He sat alone in a quiet, open room. In front of him, on the far corner of the table, lay a small jumble of unsorted papers, next to which burned a small candle. The space was not bright, but not quite so dim as if the candle had been the only source of light, for a bulb or two had been left on in the next room. Behind him and against the wall were some shelves, filled mostly with books. Some were on their sides, others lined up neatly and in order, and a few were propped on the top shelf between two bookends. People always noticed the bookends. They were crafted such that one could almost believe they were not two objects with thousands of pages between them, but instead were really one wide piece, one long bridge spanning the entire distance, that removing a few books would reveal the structure joining either end... But no, they really were just two bookends, squeezing the various philosophy and science fiction books in the space between them.
He was very still. He hadn't moved, except to blink, for many minutes. However, the calm of his exterior belied the rushing activity of his mind. As was common, there was music bouncing around his temporal lobe, but this evening it was not the heavy and progressive compositions that he usually listened to. No, on this day the melody that ghosted in his mental hearing was buzzy rock, a favorite from his late teenage years. Sounds and lyrics that had once been new and exciting, burning permanent synaptic pathways in his brain as he reveled in the anxiety and frustration, had over time become familiar and comforting, like a well worn pair of sneakers (but without all the dirt). Had it really been a decade since he was that confused young man, the one he still sometimes half expected to return his gaze in the mirror?
And still he had not moved. But his thoughts continued to hurtle forwards. He often thought that the memories life was made up of, and the act of thinking back on them, made him feel as if he were stuck on a fixed point careening down the river of time, frequently straining to reach back and grab something he'd dropped in the water. But no matter how far he extended his arm, he could not fight the forward momentum of the river, and even though the dropped objects eternally bobbed up and down in the exact spot on the timeline he had dropped them, they still appeared to be just barely out of his reach. Imagination told him that if he could close that short, infinite gap and grasp one of those dropped moments, just once, that singular success would allow him to freeze time. This was how some of his thoughts felt tonight.

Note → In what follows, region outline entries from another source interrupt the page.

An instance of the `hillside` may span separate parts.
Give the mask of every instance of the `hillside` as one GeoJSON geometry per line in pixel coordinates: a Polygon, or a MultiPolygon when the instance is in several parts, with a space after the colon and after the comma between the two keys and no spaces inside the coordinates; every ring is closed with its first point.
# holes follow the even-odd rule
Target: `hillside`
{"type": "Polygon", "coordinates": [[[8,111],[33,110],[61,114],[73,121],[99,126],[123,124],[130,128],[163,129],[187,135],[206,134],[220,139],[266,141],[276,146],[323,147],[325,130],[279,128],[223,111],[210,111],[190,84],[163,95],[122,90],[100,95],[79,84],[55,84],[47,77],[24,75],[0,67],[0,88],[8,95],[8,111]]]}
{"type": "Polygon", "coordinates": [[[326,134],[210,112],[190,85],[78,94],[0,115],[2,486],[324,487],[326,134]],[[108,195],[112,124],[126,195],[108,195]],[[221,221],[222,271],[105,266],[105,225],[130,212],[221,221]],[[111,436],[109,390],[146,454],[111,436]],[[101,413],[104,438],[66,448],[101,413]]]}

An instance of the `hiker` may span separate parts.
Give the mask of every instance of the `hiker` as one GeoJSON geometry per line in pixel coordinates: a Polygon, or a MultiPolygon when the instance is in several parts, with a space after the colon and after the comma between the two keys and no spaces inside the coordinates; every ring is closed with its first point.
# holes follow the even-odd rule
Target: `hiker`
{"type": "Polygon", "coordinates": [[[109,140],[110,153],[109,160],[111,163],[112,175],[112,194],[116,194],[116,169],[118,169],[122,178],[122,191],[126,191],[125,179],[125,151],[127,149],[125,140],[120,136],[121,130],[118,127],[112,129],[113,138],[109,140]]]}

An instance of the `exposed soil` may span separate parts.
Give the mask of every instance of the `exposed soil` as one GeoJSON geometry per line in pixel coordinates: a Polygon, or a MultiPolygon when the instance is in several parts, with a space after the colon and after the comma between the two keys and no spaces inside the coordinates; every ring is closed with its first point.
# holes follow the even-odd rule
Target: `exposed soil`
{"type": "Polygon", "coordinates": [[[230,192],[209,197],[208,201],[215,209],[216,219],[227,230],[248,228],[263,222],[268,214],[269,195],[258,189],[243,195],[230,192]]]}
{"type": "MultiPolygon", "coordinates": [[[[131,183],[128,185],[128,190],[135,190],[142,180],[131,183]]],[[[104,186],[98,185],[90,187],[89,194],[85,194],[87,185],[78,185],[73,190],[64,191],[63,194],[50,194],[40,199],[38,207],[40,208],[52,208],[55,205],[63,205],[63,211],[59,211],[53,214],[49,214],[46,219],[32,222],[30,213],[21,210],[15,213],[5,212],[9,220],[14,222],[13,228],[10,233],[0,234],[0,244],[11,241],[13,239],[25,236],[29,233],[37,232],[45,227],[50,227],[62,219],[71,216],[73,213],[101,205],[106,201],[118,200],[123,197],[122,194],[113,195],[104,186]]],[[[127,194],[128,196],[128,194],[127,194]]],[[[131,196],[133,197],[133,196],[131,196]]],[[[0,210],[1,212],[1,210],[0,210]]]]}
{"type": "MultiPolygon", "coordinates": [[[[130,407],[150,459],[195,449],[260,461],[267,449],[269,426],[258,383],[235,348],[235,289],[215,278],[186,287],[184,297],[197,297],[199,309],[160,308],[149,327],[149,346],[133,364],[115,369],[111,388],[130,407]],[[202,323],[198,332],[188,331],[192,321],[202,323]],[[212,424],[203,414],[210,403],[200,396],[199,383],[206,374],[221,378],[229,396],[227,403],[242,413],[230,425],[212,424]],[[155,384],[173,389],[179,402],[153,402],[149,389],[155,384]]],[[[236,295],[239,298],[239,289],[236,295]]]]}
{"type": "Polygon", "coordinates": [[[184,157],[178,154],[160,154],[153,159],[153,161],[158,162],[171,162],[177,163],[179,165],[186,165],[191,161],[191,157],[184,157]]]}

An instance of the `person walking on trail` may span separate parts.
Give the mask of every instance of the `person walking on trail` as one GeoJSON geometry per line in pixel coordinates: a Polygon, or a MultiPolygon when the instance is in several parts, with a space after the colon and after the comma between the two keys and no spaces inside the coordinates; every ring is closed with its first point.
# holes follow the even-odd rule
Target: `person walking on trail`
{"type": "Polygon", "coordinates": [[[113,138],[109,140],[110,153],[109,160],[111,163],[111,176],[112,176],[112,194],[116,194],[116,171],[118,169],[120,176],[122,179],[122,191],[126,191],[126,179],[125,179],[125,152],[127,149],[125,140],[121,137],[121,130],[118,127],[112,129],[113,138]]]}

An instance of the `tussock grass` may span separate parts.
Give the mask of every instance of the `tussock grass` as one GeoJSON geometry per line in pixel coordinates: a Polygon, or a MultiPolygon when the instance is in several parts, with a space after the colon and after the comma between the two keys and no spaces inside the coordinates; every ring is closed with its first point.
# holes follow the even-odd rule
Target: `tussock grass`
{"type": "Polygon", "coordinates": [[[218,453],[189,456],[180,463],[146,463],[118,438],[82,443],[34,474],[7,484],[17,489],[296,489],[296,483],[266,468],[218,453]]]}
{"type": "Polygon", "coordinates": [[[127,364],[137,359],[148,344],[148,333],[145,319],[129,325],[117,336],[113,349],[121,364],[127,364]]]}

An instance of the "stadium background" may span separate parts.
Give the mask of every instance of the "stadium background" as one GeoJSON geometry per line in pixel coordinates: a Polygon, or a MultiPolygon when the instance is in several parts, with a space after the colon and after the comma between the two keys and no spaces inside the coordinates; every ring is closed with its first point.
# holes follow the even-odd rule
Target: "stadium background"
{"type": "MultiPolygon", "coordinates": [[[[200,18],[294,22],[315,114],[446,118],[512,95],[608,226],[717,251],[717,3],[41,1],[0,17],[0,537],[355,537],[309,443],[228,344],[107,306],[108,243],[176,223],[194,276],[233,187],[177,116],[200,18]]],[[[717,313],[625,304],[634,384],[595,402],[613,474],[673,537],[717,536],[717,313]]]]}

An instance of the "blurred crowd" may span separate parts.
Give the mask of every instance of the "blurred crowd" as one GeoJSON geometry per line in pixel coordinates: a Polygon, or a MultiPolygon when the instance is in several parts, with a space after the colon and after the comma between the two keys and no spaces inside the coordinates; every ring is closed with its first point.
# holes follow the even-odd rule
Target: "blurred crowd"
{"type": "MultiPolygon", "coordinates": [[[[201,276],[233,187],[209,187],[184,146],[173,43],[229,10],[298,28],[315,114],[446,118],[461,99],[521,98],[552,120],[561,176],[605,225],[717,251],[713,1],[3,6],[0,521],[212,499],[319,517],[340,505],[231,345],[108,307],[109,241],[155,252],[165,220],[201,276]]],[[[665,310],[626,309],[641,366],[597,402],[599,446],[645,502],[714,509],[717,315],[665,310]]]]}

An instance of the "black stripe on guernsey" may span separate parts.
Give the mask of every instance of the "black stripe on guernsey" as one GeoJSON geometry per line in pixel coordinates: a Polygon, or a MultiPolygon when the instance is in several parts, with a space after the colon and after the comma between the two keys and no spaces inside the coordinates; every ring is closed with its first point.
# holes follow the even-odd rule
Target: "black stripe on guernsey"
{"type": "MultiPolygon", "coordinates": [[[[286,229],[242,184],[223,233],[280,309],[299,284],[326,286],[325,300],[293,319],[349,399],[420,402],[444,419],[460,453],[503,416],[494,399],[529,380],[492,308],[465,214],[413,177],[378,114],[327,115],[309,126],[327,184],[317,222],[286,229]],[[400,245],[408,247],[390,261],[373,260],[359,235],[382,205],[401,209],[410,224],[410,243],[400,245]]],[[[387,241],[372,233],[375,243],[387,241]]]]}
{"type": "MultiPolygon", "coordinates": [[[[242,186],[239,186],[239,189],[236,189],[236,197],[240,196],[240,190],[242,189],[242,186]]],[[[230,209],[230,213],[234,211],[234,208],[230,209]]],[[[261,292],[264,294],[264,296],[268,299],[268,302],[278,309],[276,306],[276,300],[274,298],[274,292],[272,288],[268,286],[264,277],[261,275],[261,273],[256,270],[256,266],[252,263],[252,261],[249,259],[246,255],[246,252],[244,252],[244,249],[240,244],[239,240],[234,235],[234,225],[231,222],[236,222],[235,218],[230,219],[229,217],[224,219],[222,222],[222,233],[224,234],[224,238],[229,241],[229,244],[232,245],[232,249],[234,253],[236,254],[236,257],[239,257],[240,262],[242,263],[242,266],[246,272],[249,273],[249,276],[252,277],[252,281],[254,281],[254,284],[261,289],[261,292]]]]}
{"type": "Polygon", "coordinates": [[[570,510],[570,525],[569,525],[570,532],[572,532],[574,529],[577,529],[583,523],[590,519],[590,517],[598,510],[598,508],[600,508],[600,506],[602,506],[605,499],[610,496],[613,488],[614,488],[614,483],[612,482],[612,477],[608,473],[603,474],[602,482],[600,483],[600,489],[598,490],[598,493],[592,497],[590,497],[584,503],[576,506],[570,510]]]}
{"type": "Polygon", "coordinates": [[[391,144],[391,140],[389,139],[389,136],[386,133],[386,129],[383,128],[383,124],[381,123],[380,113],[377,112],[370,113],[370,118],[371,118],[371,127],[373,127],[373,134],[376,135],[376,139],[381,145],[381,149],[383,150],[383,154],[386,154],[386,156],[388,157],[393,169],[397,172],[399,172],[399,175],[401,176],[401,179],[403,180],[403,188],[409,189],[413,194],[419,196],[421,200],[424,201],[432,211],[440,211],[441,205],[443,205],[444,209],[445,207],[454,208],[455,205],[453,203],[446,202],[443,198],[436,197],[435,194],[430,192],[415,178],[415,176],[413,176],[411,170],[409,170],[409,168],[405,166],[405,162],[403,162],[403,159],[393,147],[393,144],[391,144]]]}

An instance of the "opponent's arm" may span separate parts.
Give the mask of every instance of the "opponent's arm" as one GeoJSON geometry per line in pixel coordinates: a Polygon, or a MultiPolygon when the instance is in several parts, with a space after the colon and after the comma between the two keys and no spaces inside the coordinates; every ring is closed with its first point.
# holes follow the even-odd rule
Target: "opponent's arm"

Abruptly his mind's eye cleared and, like a curtain had been pulled back, his eyes took in his present surroundings. He remained motionless, though his gaze wandered around the view before him, his eyes coming to rest their attention on an ordinary coffee mug perched atop a small coaster, over on the other side of the room. He tried to remember what church it was that had given it to him. It occurred to him that he had been drinking coffee out of that mug for years now, without ever thinking of where he'd gotten it from. Countless trips through the dishwasher had so worn the outside that the design and lettering once proudly declaring the cup's allegiance were now reduced to a few random flecks of color spread across the otherwise blank, smooth surface. He pondered the juxtaposition of a coffee mug obtained from a church sometime during his second decade, and the beliefs obtained from a church sometime during his first. Now in his third, he contemplated the many dissimilar coffee cups owned by innumerable people in the world. He'd never considered his particular mug to be perfect: it probably did not have the ideally shaped handle, it was not the perfect size, it was not his favorite color. He liked it and enjoyed using it, but the compulsion to convince others that his inherited coffee mug was superior to theirs―that they should discard their mug and get one just like his own―was of course unknown to him. His reasoning mind could envision a more aesthetically pleasing shape for a mug to have, a larger and more comfortable handle, a thicker material for more efficient insulation. What had happened in his brain to make him see that the beliefs he'd been given were more accordant with the mug than his younger self had thought possible?
Without stirring, he knew that the what of scrutiny and reasoned inquiry was easier to pinpoint than the when of it all. The common impulse seemed to be to assign changes to specific moments, precise instants when a choice is made and "before" and "after" are created. He felt this urge, yet knew that the truth was closer to a slow process, a gradual paradigm shift of the mind with causes stretching back into the twisting path of his life, a confluence of ideas and situations and inputs all simultaneously arriving at the present. It seemed mysterious, but it was true, and for now he'd spent enough time ruminating about it. A sudden intake of breath, an imperceptible shrug of the shoulders, then he rose from his seat and walked out the door.